In terms of text, however, one theme dominated.

All the songs were about the same thing – namely *drum roll* love.

Victor Crone and Rejhan sang about romantic love, Elov & Beny, Loulou Lamotte and Tone Sekelius sang about loving yourself while Ewa Roos and Eva Rydberg sang about the love of life.

Emotional?

Perhaps.

Unusual?

Absolutely not.

Suitable?

Yes, in these times of crisis, we can treat ourselves to pay tribute to the most basic.

To love.

But it's a bit boring.

"Stable like no other"

Speaking of newfound love.

Swedes can't seem to get enough of epa-dunk.

Now the phenomenon has also infiltrated the Melodifestivalen, which feels like a natural step for the genre that thundered out of nowhere into the top charts last year.

Elov & Beny's "Raggen går" drills into the skull and builds a nest there.

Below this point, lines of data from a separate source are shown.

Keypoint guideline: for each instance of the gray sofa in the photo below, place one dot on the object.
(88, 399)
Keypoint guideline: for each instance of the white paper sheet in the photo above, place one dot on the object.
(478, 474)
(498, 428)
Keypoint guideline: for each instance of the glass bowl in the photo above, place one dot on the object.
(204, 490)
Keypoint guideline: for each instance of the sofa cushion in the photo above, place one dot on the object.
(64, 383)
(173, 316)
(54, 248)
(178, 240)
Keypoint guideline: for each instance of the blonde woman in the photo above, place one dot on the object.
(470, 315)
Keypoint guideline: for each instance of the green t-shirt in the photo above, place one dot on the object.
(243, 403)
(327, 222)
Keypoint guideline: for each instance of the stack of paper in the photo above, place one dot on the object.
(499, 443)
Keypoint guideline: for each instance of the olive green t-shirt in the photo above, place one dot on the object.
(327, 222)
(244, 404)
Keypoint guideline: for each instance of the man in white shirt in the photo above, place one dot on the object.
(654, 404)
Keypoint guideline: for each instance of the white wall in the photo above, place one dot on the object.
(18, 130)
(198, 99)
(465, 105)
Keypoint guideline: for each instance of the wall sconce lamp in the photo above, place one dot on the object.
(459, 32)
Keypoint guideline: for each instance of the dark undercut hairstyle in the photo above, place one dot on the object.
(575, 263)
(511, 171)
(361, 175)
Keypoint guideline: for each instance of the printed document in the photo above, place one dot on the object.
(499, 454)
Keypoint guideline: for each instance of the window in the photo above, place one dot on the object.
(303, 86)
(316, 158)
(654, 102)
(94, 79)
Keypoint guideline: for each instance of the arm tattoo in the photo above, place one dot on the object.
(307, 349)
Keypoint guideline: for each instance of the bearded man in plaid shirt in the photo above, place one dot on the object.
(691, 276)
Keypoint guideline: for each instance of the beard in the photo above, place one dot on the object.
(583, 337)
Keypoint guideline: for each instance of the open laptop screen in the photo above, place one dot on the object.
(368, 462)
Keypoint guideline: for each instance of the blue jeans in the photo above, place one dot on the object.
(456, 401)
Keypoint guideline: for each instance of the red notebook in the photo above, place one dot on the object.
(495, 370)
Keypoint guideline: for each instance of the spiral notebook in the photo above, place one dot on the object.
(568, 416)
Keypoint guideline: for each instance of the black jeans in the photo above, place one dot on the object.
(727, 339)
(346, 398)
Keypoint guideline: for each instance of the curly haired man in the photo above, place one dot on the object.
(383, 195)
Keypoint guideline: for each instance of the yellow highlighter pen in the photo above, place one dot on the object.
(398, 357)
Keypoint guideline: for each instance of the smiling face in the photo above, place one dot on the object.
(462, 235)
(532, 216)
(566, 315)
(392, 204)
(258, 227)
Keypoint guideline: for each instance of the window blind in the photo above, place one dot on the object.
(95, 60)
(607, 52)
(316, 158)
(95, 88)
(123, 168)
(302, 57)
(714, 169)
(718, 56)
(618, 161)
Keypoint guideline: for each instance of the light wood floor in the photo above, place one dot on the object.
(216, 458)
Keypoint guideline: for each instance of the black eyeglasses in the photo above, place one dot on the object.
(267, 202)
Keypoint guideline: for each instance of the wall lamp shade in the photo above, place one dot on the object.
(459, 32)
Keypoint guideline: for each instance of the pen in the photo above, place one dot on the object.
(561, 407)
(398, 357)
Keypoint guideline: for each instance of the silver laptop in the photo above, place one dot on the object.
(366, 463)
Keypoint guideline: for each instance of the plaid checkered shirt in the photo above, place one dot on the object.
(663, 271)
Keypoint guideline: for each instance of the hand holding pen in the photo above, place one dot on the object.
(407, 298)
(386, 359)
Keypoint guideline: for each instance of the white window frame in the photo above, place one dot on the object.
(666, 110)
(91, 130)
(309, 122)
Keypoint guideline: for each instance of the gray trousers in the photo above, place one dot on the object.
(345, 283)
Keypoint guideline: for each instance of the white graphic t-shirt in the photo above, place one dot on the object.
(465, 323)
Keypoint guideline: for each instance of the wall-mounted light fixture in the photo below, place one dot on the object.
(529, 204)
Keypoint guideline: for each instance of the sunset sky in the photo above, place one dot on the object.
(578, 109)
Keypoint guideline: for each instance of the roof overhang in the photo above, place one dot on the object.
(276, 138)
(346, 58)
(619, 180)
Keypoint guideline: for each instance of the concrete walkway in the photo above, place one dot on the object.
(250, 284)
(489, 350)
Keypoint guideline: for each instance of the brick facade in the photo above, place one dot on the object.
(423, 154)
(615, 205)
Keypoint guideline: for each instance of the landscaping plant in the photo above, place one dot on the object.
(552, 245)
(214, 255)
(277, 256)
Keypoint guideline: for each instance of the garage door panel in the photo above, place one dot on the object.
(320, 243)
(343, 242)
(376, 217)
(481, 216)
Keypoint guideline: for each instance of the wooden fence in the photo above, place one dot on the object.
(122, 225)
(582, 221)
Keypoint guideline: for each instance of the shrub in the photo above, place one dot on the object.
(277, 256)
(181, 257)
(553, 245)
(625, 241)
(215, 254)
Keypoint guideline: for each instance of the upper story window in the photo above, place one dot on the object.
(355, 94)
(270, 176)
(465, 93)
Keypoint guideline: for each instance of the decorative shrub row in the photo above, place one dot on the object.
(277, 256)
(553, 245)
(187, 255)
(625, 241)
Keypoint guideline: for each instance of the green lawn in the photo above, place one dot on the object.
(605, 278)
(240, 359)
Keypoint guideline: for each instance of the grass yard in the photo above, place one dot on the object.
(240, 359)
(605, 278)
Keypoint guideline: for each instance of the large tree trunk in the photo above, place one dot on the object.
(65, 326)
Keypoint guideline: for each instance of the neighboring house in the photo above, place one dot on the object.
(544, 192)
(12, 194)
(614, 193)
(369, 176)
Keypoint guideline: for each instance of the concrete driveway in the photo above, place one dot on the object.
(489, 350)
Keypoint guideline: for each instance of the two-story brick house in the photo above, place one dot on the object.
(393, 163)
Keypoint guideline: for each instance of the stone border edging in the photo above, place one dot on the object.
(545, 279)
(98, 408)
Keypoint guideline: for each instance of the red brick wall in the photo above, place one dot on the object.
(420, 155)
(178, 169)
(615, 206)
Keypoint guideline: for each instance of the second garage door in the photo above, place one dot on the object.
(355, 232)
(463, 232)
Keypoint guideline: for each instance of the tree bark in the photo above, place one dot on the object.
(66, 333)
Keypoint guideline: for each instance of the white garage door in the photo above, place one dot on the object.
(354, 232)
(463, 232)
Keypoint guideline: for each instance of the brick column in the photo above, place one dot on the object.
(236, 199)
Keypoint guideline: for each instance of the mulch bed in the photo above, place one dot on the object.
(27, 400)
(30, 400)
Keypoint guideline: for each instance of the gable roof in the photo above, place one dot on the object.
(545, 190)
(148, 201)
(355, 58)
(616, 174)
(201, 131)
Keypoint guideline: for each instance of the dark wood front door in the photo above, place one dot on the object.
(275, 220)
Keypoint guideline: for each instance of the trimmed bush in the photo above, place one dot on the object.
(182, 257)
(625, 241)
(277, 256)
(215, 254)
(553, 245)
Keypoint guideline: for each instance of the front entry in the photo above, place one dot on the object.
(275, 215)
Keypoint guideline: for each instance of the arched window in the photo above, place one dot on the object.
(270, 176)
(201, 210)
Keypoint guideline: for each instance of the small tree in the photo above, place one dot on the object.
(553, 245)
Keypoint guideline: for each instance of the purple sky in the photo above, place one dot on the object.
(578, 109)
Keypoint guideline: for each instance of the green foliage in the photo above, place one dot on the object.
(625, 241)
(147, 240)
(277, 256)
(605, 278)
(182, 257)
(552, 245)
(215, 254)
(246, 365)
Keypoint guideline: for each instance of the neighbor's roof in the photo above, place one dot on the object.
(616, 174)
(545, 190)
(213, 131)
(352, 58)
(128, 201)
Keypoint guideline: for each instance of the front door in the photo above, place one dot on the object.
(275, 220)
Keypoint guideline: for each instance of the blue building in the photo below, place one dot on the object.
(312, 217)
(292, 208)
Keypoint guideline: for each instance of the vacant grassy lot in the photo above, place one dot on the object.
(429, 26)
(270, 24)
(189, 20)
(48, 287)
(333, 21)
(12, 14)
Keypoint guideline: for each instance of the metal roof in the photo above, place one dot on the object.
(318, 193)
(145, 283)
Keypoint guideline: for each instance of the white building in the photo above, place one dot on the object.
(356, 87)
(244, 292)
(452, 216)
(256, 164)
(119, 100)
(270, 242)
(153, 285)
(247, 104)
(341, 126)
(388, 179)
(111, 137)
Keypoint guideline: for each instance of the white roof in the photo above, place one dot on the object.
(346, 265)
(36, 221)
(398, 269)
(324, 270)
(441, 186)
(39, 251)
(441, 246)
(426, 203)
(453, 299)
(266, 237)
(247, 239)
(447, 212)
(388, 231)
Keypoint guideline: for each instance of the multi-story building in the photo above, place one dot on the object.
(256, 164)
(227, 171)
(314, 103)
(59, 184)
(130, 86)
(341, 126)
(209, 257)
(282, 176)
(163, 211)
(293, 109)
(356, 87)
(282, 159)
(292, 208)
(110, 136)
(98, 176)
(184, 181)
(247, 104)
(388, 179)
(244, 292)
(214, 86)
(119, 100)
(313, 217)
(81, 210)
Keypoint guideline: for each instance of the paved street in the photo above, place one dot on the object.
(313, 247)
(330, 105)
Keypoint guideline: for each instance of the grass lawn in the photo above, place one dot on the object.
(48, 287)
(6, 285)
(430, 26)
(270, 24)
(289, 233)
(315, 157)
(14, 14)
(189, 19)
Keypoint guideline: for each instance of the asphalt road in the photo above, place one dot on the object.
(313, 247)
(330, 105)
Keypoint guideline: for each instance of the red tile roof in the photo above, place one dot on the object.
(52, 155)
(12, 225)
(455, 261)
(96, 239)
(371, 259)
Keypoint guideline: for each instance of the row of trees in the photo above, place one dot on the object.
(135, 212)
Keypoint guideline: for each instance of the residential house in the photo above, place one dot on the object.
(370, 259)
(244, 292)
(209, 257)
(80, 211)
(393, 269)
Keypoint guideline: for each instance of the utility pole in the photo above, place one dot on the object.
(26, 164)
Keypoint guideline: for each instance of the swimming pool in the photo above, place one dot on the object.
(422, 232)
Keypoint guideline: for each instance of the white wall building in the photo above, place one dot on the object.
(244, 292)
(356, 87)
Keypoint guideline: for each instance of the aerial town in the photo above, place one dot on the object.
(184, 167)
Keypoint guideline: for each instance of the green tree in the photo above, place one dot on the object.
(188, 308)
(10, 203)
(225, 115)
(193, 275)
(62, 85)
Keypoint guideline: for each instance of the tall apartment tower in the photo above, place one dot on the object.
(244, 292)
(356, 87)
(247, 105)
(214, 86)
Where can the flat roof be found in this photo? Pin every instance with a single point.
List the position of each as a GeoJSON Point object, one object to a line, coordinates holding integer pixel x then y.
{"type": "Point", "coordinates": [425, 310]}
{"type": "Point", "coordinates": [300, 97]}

Yes, there is a chance, or depending on how you look at it: a risk, that the epa can will represent Sweden in the Eurovision Song Contest 2023.

The presenters then?

Did Farah Abadi measure up when she now stepped up in rank from sidekick to host of Melodifestivalen itself.

Stable like no other, she steered the ship into port, but a real show needs an unstable moment to get that nerve.

Lucky then that Abadi has an even more lively personality by her side in the form of comedian Jesper Rönndahl, who stirred the pot.

Half-naked balloon dance

The dialect jokes didn't quite fly.

Was that even the point?

Could 2023 be the year we stop joking that Gothenburg is the capital of puns.

Then there was that thing with the balloon.

What does Rönndahl really want to say with his half-naked balloon dance.

Is he born again?

Is Melodifestivalen reborn?

Is it a comment on the tough years without an audience.

The number leaves behind a smile, and a puzzlement.

The whole thing can be summed up with tonight's Gothenburg version of Karin Boye's poem:

"Yes, of course it hurts when buds break."